The military and propagandistic dispute over the regions on the left bank of the Rhine, over the claim that the Rhine was “Germany’s river, but not Germany’s border” (Ernst Moritz Arndt) gave rise to a politicized and aggressively heated version of Rhine romanticism during the 19th century, which culminated in the deafening patriotism of the Wacht am Rhein (Watch on the Rhine) in 1840: “The cry resounds like a thunder’s peal, / Like clashing swords and splashing waves: / To the Rhine, the Rhine, to the German Rhine / Who will defend the river? / Dear fatherland, put your mind at rest, / Firm and true stands the Watch on the Rhine.”

According to the texts of the medieval Nibelungenlied (The Song of the Nibelungs), which were rediscovered in the course of the “old German” movement, Hagen von Tronje had sunk the legendary hoard of the Nibelungs, Siegfried’s treasure, in the Rhine near Worms.

German national romanticism perpetuated this legend: it saw in the sunken hoard the assurance of the “holy German Empire” and anticipated the rebirth of the empire with the recovery of the treasure.

“For me, the hoard of the Nibelungs is a symbol of all German power, joy and majesty, all of which lies sunken in the Rhine, and the fatherland will survive or be lost with it,” the painter Peter von Cornelius wrote in 1856.

At the same time, Richard Wagner recreated the story for his four-part opera Der Ring des Nibelungen by reinterpreting the hoard with its jewels as pristine “Rhine gold”, as “pure gold”, which is guarded and extolled by the Rhinemaidens at the bottom of the river: a paradisiacal primal state. Which does not last long, however. With the theft of the gold, evil comes into the world: the Creation is ruined by value creation.

Die Rheintöchter, Aquarell von Hans Thoma, 1854
(Photo: akg-images)

“People don’t die in ships any more, just because some blonde constantly combs her hair”

Erich Kästner

Wagner’s legend of gold theft is a literary fantasy, like all the Rhine legends. That is also true of the most famous of them, the story of the enchanting Lorelei on her rock high above the Rhine. Clemens Brentano came up with the idea, but it became popular and known throughout the world above all through Heinrich Heine’s poem of 1824. Thus, it is neither “a tale from olden times”, as Heine alleges, nor a German or even an “old German” folk song. Particularly since the figure of the beautiful Lorelei, who distracts sailors with her singing and causes their death, is modelled on the nature spirits and mythical figures from Greek mythology, the nymphs, naiads and sirens.

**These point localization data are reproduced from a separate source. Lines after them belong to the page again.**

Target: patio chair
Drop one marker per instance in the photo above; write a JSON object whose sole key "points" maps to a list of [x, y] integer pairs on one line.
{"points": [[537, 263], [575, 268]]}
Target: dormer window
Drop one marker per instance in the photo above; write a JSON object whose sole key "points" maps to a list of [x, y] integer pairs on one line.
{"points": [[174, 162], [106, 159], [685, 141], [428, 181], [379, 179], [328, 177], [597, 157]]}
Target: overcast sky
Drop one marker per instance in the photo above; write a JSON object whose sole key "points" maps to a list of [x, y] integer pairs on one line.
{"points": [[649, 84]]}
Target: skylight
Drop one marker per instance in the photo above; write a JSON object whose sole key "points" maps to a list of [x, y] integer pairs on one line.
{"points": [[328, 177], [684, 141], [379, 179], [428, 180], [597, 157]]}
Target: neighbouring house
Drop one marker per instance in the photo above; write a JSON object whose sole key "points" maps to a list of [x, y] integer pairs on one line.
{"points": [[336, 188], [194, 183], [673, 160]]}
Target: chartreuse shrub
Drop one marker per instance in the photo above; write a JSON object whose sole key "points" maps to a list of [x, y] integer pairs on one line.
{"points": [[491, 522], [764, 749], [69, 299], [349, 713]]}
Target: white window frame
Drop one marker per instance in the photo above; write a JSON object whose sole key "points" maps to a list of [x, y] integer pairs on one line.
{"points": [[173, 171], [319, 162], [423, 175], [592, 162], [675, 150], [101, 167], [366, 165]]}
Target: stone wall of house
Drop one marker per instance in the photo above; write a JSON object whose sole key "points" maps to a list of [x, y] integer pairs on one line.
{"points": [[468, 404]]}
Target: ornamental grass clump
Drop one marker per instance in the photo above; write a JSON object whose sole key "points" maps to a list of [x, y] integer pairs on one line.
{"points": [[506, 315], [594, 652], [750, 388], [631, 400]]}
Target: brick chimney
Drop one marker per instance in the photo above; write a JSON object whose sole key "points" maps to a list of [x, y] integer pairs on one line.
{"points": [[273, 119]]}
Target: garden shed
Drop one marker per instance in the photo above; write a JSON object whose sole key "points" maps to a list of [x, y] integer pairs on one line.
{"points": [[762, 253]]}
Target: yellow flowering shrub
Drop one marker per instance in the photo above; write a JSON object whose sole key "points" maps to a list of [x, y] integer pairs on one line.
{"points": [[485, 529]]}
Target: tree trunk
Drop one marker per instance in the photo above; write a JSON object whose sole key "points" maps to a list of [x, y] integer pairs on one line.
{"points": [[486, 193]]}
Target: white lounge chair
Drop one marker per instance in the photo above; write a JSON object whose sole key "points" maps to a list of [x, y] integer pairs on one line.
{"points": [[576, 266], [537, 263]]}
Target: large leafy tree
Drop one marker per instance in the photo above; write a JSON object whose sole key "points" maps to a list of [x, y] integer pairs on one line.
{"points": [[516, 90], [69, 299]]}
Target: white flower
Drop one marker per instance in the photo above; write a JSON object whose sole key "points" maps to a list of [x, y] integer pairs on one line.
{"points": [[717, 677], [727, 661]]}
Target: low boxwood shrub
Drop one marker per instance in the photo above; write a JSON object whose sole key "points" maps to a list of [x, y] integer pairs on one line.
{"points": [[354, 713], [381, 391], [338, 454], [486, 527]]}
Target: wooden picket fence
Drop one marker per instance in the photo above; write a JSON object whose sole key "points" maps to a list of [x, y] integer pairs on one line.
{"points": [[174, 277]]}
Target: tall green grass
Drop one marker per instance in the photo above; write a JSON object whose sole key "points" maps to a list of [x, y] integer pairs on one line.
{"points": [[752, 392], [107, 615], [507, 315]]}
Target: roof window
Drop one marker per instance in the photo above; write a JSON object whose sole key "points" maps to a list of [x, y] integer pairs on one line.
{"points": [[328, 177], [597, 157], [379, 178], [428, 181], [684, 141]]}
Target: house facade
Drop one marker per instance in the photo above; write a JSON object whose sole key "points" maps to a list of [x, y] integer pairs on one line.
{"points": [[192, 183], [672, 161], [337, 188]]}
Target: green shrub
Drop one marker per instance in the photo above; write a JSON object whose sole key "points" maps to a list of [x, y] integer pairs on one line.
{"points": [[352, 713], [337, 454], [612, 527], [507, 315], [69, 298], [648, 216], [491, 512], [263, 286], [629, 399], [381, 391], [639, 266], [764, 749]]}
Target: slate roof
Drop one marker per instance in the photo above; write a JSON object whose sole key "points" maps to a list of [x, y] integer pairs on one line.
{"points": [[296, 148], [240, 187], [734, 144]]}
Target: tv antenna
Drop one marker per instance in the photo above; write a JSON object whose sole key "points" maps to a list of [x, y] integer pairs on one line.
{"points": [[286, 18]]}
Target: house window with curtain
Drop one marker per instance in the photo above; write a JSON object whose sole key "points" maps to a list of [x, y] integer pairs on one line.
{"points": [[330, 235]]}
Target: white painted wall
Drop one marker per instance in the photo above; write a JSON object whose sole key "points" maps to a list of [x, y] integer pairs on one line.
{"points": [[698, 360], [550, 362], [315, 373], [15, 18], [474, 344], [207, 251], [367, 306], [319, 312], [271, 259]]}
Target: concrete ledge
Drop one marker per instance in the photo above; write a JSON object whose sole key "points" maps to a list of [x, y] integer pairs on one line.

One hundred years later, Erich Kästner wrote another poem about the Lorelei, an ironic farewell to the golden age of Rhine romanticism: “We change, and so do the sailors. / The Rhine is regulated and dammed up. / Time goes by, and people don’t die in ships any more, / just because some blonde constantly combs her hair.” Kästner wrote that in 1932, at the end of the Weimar Republic. A little more of this witty, wide-awake post-romantic spirit would also have done his compatriots good. But, as we know, the Germans decided otherwise.